The facility is named in recognition of grants totaling $6 million from the Nationwide Foundation and the Ohio Farm Bureau Federation.

The Nationwide Foundation has committed $4.5 million to support the new 4-H center, including a gift of $2 million earmarked for the project in 2000.

“Ohio Farm Bureau members know the importance of relationships and supporting youth,” said John C. (Jack) Fisher, executive vice president of the Ohio Farm Bureau Federation. “We’re proud to stand alongside our great friends at the Nationwide Foundation to create a facility that will both honor and sustain Ohio’s tremendous 4-H program.”

The Ohio Farm Bureau Federation has committed $1.5 million to support the new 4-H center.

The facility, located on Lane Avenue, west of the Jerome Schottenstein Center and east of State Route 315, will serve as a youth development center and a training center for volunteer leaders. Currently, more than 286,000 youth and more than 25,000 volunteers are involved in Ohio 4-H programs.

Private dollars. Thus far, $8.3 million – of a $12 million private fund-raising goal – has been raised for the new 4-H facility, the first of its kind on a land-grant university campus. Architectural plans are being drawn now and construction will begin as soon as the fund-raising goal is reached.

The Nationwide and Ohio Farm Bureau 4-H Center will include space for hands-on programs with youths and the adults who work with them. The center will provide office space for Ohio State faculty and staff to conduct research, teaching, and service relating to youth development.

It will also feature technological links to Ohio’s 88 counties and worldwide, and indoor and outdoor educational facilities are planned.

Greater visibility. “What excites me the most about the new center is the visibility it will give to 4-H and the new partnerships that will form as a result of that visibility,” said Jeff King, assistant director of Ohio State University Extension in

charge of 4-H Youth Development.

“We’ll be able to develop new projects and new programs – things we haven’t even thought of yet. I think it will do a lot to expand the scope of Ohio 4-H and, therefore, have a greater impact on the youth of Ohio.”

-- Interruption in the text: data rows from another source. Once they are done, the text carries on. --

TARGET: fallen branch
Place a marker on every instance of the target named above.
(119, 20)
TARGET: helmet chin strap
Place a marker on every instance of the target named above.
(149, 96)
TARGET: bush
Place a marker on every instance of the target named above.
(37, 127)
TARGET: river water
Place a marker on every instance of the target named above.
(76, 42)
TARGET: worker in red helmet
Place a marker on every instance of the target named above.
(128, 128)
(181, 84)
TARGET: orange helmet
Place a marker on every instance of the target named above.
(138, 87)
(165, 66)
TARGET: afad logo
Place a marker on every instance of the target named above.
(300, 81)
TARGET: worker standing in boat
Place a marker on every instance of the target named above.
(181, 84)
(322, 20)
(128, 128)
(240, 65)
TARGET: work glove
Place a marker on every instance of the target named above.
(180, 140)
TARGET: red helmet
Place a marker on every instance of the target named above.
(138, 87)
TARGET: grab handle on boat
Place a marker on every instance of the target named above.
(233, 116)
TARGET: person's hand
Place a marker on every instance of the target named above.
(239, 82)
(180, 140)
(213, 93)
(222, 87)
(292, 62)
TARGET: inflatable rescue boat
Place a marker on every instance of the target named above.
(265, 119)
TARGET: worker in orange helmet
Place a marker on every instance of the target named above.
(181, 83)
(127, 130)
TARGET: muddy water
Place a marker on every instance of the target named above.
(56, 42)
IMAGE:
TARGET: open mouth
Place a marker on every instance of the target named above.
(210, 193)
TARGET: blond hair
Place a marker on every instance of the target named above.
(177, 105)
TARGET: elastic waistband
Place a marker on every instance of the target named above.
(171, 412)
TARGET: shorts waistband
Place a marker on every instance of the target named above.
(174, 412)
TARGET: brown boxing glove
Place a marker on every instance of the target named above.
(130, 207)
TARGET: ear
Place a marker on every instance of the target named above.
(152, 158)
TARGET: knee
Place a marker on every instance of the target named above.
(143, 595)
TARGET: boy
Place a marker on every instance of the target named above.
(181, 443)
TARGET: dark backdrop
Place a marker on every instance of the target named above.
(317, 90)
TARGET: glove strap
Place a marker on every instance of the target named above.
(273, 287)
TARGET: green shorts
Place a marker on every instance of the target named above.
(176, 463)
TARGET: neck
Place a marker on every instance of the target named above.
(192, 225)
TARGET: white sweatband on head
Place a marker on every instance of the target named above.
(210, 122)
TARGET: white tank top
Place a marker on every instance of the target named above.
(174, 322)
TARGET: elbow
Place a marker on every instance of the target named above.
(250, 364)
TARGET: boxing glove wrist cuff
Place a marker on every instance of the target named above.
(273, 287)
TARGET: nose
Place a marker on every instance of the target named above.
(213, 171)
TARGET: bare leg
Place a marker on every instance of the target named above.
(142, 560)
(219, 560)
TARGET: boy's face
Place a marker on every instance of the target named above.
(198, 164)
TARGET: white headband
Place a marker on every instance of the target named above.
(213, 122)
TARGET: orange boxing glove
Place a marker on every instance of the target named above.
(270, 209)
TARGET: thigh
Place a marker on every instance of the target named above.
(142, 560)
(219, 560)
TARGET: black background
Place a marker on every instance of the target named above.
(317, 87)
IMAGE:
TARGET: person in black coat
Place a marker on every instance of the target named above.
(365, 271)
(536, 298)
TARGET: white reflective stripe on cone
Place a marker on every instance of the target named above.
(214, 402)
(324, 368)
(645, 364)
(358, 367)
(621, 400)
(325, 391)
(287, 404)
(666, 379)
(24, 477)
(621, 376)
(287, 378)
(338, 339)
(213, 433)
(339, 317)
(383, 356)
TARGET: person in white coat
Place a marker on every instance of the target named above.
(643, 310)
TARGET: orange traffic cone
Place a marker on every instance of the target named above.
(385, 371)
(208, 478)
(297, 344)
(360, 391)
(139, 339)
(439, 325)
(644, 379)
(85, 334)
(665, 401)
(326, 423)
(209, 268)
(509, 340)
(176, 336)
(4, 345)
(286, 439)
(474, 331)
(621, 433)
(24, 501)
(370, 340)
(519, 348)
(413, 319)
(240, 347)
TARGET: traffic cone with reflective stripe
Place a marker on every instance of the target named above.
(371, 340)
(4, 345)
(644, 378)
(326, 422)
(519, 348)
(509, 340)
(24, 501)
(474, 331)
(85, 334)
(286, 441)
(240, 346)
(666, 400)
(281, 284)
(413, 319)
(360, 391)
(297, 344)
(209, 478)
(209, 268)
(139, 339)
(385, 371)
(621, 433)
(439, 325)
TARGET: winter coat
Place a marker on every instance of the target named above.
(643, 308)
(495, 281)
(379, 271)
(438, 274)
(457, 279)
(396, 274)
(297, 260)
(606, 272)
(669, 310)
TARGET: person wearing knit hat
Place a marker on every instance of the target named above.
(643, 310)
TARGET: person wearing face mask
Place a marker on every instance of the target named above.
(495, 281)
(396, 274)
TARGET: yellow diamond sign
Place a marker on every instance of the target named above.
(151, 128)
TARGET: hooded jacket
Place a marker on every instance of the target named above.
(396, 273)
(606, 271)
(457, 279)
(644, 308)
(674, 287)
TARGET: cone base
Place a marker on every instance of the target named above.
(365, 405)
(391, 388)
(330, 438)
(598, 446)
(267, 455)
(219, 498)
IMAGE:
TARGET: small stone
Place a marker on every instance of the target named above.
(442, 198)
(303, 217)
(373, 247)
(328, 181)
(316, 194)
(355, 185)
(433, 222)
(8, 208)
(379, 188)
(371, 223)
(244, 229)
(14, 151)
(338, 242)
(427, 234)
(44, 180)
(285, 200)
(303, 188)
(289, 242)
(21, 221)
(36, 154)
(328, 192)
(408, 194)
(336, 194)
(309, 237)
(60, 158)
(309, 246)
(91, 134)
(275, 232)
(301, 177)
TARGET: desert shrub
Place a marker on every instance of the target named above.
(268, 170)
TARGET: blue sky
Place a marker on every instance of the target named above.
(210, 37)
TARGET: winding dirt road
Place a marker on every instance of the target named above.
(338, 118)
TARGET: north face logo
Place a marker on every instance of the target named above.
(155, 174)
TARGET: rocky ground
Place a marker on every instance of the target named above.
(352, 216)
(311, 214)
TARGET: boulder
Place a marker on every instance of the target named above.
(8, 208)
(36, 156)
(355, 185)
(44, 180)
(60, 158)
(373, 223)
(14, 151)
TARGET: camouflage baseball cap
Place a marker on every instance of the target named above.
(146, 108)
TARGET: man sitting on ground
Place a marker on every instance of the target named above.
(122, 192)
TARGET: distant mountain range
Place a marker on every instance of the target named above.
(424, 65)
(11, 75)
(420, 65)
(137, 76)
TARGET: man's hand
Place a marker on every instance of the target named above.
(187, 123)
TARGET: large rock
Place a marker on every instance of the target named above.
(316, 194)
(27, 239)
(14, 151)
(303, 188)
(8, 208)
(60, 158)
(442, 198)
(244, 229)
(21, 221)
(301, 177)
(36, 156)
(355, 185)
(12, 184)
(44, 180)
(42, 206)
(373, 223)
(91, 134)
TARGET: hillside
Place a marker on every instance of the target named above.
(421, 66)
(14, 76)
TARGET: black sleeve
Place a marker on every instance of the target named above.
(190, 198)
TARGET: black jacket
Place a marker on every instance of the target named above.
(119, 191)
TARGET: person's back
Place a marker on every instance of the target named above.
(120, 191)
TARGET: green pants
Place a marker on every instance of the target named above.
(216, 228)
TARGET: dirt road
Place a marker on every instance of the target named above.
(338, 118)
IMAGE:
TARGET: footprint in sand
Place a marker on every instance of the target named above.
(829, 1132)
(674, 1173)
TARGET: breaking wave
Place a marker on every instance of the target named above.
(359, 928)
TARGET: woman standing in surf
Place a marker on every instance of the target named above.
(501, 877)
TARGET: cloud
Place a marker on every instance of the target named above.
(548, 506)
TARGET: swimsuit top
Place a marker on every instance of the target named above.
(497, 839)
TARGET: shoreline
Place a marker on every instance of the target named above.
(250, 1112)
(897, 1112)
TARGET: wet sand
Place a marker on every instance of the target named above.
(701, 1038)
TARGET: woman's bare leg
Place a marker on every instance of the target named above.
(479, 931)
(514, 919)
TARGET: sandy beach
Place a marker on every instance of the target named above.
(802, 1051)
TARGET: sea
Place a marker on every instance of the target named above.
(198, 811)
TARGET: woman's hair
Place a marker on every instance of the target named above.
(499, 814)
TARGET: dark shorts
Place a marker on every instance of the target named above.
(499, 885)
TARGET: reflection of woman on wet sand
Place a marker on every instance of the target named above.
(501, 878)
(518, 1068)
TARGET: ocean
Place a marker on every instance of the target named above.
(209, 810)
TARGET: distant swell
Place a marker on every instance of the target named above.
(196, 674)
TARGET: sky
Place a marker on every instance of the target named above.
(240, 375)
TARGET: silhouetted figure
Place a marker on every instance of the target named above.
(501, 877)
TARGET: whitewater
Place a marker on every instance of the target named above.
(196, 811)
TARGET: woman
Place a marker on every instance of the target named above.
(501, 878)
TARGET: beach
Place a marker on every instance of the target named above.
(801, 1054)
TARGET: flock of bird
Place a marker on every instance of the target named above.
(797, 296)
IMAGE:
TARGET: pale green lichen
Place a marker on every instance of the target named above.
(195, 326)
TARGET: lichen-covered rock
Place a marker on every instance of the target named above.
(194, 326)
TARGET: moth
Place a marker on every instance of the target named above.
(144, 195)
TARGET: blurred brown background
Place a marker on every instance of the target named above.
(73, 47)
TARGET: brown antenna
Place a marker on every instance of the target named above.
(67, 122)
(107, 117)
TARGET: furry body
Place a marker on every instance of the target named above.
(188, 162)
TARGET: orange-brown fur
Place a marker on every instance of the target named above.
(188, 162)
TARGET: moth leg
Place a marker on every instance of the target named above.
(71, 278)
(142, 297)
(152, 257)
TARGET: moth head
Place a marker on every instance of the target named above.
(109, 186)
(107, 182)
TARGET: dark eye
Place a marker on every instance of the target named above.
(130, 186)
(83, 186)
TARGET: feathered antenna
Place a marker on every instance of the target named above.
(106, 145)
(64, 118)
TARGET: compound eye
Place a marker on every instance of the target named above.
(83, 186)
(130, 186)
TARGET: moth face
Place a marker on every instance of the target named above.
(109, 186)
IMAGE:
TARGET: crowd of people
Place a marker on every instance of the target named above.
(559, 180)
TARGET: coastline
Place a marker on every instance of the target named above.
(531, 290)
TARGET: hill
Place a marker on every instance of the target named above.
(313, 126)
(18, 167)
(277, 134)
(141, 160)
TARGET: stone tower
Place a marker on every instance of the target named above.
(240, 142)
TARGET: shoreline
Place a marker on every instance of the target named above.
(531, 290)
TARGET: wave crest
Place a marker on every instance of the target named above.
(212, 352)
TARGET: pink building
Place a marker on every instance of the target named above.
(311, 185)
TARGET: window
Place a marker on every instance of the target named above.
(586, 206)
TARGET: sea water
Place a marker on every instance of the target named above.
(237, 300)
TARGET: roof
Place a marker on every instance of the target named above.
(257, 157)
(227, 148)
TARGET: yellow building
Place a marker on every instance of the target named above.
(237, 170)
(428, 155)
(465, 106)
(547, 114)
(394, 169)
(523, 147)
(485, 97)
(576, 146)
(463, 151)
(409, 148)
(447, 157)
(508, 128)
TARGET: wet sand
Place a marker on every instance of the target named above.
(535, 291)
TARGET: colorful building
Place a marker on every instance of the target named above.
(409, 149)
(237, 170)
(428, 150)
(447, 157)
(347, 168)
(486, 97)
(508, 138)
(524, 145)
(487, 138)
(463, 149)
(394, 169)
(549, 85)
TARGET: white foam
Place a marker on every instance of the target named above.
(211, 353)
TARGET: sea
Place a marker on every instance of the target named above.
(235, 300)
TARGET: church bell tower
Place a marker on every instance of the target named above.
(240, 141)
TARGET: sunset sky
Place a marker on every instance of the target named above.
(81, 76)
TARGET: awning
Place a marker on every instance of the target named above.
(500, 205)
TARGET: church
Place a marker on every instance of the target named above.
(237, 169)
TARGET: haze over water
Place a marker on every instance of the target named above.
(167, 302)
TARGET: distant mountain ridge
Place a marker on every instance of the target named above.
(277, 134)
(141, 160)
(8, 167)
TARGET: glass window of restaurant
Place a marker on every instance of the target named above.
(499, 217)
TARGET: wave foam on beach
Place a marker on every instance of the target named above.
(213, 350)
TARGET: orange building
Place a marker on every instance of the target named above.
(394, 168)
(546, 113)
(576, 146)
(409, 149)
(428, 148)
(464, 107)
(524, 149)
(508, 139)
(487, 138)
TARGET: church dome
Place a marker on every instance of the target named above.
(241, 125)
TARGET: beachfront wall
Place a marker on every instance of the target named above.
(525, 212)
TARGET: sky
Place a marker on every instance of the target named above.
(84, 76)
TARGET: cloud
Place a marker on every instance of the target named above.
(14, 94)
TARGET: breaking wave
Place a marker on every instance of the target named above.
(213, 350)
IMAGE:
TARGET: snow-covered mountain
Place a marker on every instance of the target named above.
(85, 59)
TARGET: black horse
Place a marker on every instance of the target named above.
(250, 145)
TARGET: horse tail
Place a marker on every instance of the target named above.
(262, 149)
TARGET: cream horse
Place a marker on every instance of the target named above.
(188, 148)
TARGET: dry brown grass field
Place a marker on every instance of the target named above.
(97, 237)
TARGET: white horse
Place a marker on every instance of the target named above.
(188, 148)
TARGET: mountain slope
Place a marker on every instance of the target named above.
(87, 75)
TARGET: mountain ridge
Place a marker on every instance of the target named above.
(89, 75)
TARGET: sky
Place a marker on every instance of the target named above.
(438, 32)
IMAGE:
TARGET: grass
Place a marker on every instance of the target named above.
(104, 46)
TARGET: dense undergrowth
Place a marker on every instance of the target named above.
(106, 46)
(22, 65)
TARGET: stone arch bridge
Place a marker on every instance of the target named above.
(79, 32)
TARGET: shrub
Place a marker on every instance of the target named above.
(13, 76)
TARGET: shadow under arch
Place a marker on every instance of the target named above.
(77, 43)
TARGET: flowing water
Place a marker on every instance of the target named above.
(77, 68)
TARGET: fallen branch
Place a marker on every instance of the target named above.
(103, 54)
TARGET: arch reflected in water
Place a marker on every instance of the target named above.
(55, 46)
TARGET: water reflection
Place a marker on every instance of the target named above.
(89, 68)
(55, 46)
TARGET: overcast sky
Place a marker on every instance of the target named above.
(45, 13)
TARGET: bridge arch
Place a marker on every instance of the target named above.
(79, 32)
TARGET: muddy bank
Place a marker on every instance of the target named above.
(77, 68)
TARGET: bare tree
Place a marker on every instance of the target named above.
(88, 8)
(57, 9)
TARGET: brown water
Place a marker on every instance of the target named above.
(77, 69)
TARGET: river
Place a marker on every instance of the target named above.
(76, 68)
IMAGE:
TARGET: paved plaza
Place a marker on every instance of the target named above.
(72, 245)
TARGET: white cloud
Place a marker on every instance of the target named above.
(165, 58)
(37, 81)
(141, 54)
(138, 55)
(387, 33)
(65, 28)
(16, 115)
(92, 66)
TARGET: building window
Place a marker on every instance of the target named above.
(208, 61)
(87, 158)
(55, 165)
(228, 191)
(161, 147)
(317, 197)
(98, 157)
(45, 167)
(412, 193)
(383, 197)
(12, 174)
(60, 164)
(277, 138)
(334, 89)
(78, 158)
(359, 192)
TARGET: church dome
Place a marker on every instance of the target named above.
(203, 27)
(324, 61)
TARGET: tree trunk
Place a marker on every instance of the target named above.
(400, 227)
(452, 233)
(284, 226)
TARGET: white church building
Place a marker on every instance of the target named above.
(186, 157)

In the United States, 4-H has become the largest youth organization in the world, with more than 6 million members in this country, alone.

In Ohio, 4-H is part of OSU Extension, under the umbrella of the College of Food, Agricultural, and Environmental Sciences, and serves as the university’s youth outreach program.

Centennial. Across the nation, 2002 marks 4-H’s centennial year. The organization traces its roots to the advent of boys’ and girls’ clubs that formed throughout the nation at the turn of the century, including a January 1902 meeting of a Boys’ and Girls’ Agricultural Experiment Club in Clark County, Ohio, attended by approximately 85 children, ages 10-15.